The sitcom was created by Simon Mayhew-Archer, the son of Dibley scribe Paul Mayhew-Archer, who lives with Parkinson’s in real life and served as an adviser on Can You Keep a Secret?

“Over the last 15 years, we have watched what’s happened to [Simon’s] dad, who honestly couldn’t be more cheerful about having Parkinson’s. He’s hilarious about it,” French, 68, told UPI in a recent Zoom interview.
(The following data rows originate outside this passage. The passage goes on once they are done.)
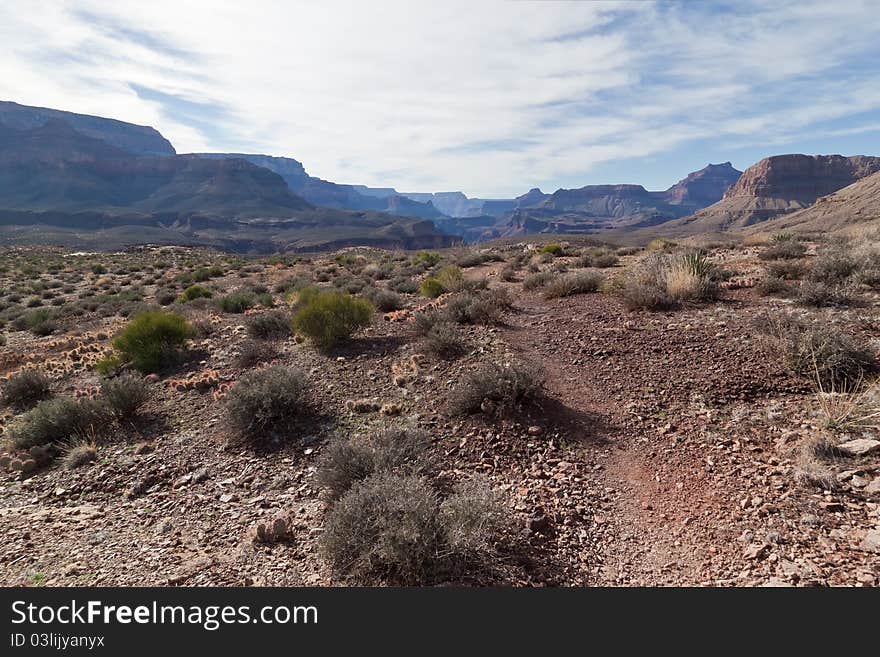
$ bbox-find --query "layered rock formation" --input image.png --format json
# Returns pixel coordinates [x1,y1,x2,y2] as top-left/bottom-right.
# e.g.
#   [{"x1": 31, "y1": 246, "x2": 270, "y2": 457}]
[
  {"x1": 0, "y1": 107, "x2": 456, "y2": 252},
  {"x1": 196, "y1": 153, "x2": 443, "y2": 219},
  {"x1": 663, "y1": 162, "x2": 742, "y2": 209},
  {"x1": 0, "y1": 101, "x2": 175, "y2": 155},
  {"x1": 754, "y1": 172, "x2": 880, "y2": 232},
  {"x1": 668, "y1": 155, "x2": 880, "y2": 234}
]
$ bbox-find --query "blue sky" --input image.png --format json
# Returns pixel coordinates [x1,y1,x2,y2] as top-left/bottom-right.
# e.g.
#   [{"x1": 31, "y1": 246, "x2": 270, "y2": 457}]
[{"x1": 0, "y1": 0, "x2": 880, "y2": 197}]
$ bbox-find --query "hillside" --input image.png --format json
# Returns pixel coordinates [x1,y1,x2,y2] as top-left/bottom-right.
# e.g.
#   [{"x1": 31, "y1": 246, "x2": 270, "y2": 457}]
[
  {"x1": 0, "y1": 101, "x2": 175, "y2": 155},
  {"x1": 664, "y1": 155, "x2": 880, "y2": 235},
  {"x1": 195, "y1": 153, "x2": 443, "y2": 219},
  {"x1": 0, "y1": 113, "x2": 456, "y2": 252},
  {"x1": 753, "y1": 172, "x2": 880, "y2": 232},
  {"x1": 487, "y1": 162, "x2": 740, "y2": 236}
]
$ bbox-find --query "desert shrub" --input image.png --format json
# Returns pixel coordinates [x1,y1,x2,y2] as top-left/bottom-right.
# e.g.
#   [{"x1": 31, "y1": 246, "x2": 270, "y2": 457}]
[
  {"x1": 434, "y1": 265, "x2": 465, "y2": 292},
  {"x1": 450, "y1": 363, "x2": 541, "y2": 415},
  {"x1": 113, "y1": 310, "x2": 194, "y2": 373},
  {"x1": 419, "y1": 322, "x2": 467, "y2": 359},
  {"x1": 61, "y1": 441, "x2": 98, "y2": 470},
  {"x1": 388, "y1": 276, "x2": 420, "y2": 296},
  {"x1": 226, "y1": 365, "x2": 307, "y2": 437},
  {"x1": 443, "y1": 288, "x2": 511, "y2": 326},
  {"x1": 217, "y1": 292, "x2": 255, "y2": 314},
  {"x1": 95, "y1": 355, "x2": 125, "y2": 377},
  {"x1": 0, "y1": 370, "x2": 49, "y2": 410},
  {"x1": 440, "y1": 476, "x2": 506, "y2": 562},
  {"x1": 807, "y1": 250, "x2": 858, "y2": 285},
  {"x1": 245, "y1": 310, "x2": 290, "y2": 340},
  {"x1": 6, "y1": 397, "x2": 106, "y2": 450},
  {"x1": 498, "y1": 265, "x2": 517, "y2": 283},
  {"x1": 412, "y1": 310, "x2": 446, "y2": 337},
  {"x1": 286, "y1": 285, "x2": 321, "y2": 311},
  {"x1": 797, "y1": 278, "x2": 860, "y2": 308},
  {"x1": 235, "y1": 340, "x2": 278, "y2": 369},
  {"x1": 257, "y1": 292, "x2": 275, "y2": 308},
  {"x1": 538, "y1": 242, "x2": 565, "y2": 256},
  {"x1": 177, "y1": 265, "x2": 223, "y2": 283},
  {"x1": 413, "y1": 251, "x2": 442, "y2": 267},
  {"x1": 665, "y1": 251, "x2": 718, "y2": 301},
  {"x1": 592, "y1": 253, "x2": 620, "y2": 269},
  {"x1": 758, "y1": 239, "x2": 807, "y2": 260},
  {"x1": 767, "y1": 260, "x2": 806, "y2": 281},
  {"x1": 544, "y1": 272, "x2": 603, "y2": 299},
  {"x1": 321, "y1": 473, "x2": 504, "y2": 585},
  {"x1": 12, "y1": 308, "x2": 58, "y2": 336},
  {"x1": 156, "y1": 292, "x2": 177, "y2": 306},
  {"x1": 293, "y1": 292, "x2": 374, "y2": 347},
  {"x1": 272, "y1": 276, "x2": 309, "y2": 294},
  {"x1": 620, "y1": 254, "x2": 674, "y2": 310},
  {"x1": 317, "y1": 429, "x2": 436, "y2": 500},
  {"x1": 101, "y1": 372, "x2": 150, "y2": 420},
  {"x1": 773, "y1": 321, "x2": 876, "y2": 390},
  {"x1": 523, "y1": 271, "x2": 554, "y2": 290},
  {"x1": 364, "y1": 287, "x2": 404, "y2": 313},
  {"x1": 647, "y1": 237, "x2": 678, "y2": 251},
  {"x1": 178, "y1": 285, "x2": 214, "y2": 303},
  {"x1": 755, "y1": 276, "x2": 791, "y2": 297},
  {"x1": 455, "y1": 252, "x2": 491, "y2": 269},
  {"x1": 321, "y1": 474, "x2": 443, "y2": 584},
  {"x1": 316, "y1": 437, "x2": 375, "y2": 500}
]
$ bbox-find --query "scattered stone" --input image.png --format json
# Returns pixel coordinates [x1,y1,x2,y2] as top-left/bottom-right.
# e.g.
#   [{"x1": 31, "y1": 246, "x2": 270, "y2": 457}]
[
  {"x1": 859, "y1": 529, "x2": 880, "y2": 554},
  {"x1": 837, "y1": 438, "x2": 880, "y2": 456},
  {"x1": 252, "y1": 511, "x2": 294, "y2": 544}
]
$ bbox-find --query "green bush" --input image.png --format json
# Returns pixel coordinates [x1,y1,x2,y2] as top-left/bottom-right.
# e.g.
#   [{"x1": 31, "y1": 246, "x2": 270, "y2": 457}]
[
  {"x1": 293, "y1": 291, "x2": 374, "y2": 348},
  {"x1": 443, "y1": 288, "x2": 511, "y2": 326},
  {"x1": 539, "y1": 242, "x2": 565, "y2": 256},
  {"x1": 773, "y1": 320, "x2": 877, "y2": 391},
  {"x1": 217, "y1": 292, "x2": 254, "y2": 314},
  {"x1": 6, "y1": 397, "x2": 106, "y2": 450},
  {"x1": 434, "y1": 265, "x2": 465, "y2": 292},
  {"x1": 246, "y1": 310, "x2": 290, "y2": 340},
  {"x1": 235, "y1": 340, "x2": 278, "y2": 369},
  {"x1": 450, "y1": 363, "x2": 541, "y2": 415},
  {"x1": 113, "y1": 310, "x2": 195, "y2": 373},
  {"x1": 101, "y1": 372, "x2": 150, "y2": 420},
  {"x1": 226, "y1": 365, "x2": 307, "y2": 438},
  {"x1": 419, "y1": 276, "x2": 446, "y2": 299},
  {"x1": 178, "y1": 285, "x2": 214, "y2": 303},
  {"x1": 317, "y1": 429, "x2": 436, "y2": 500},
  {"x1": 758, "y1": 239, "x2": 807, "y2": 260},
  {"x1": 413, "y1": 251, "x2": 442, "y2": 267},
  {"x1": 363, "y1": 287, "x2": 404, "y2": 313},
  {"x1": 419, "y1": 321, "x2": 468, "y2": 360},
  {"x1": 523, "y1": 271, "x2": 554, "y2": 290},
  {"x1": 321, "y1": 472, "x2": 505, "y2": 585},
  {"x1": 544, "y1": 271, "x2": 603, "y2": 299},
  {"x1": 0, "y1": 370, "x2": 49, "y2": 410}
]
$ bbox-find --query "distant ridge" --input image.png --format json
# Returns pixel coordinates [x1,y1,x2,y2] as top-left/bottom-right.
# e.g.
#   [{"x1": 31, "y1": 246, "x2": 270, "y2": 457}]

“I’m not taking away from the fact that it’s a challenge for him, because it certainly is. But he’s taken a show to Edinburgh about it. He has a podcast. He’s written gags because he can’t stop himself from writing jokes,” she said. “But, along with that, comes the massive unfairness and the injustice of what happens with insurance companies when you’ve got Parkinson’s Disease. It seems that, in the small print, it’s left out.”

The show’s fictional story was inspired by the Mayhew-Archer family’s experiences, as well as the true-crime case of John and Anne Darwin, a British couple convicted of fraud in 2008 after they faked John’s death in a canoeing mishap and enjoyed a nice life paid for by insurance money they were not entitled to.

“This curious thing happens to this odd little family. It drops into Debbie’s lap,” French said about the comedy series.

“She doesn’t go looking to be kind of massively fraudulent. But, a couple of things happen. He’s mistakenly pronounced dead and then she goes to the undertaker to kind of own up to it,” French explained.

“But there’s a series of stupid events there and it’s when the undertaker says: ‘Make sure you get lots of copies of death certificate. You’ll need them for the insurance,’ that triggers that sort of self-righteous part of her — or just the righteous part of her — that thinks this is unfair. She just thinks, ‘Well, actually, we could get the money we have paid in after all.’ And she manages to frame it like that for herself.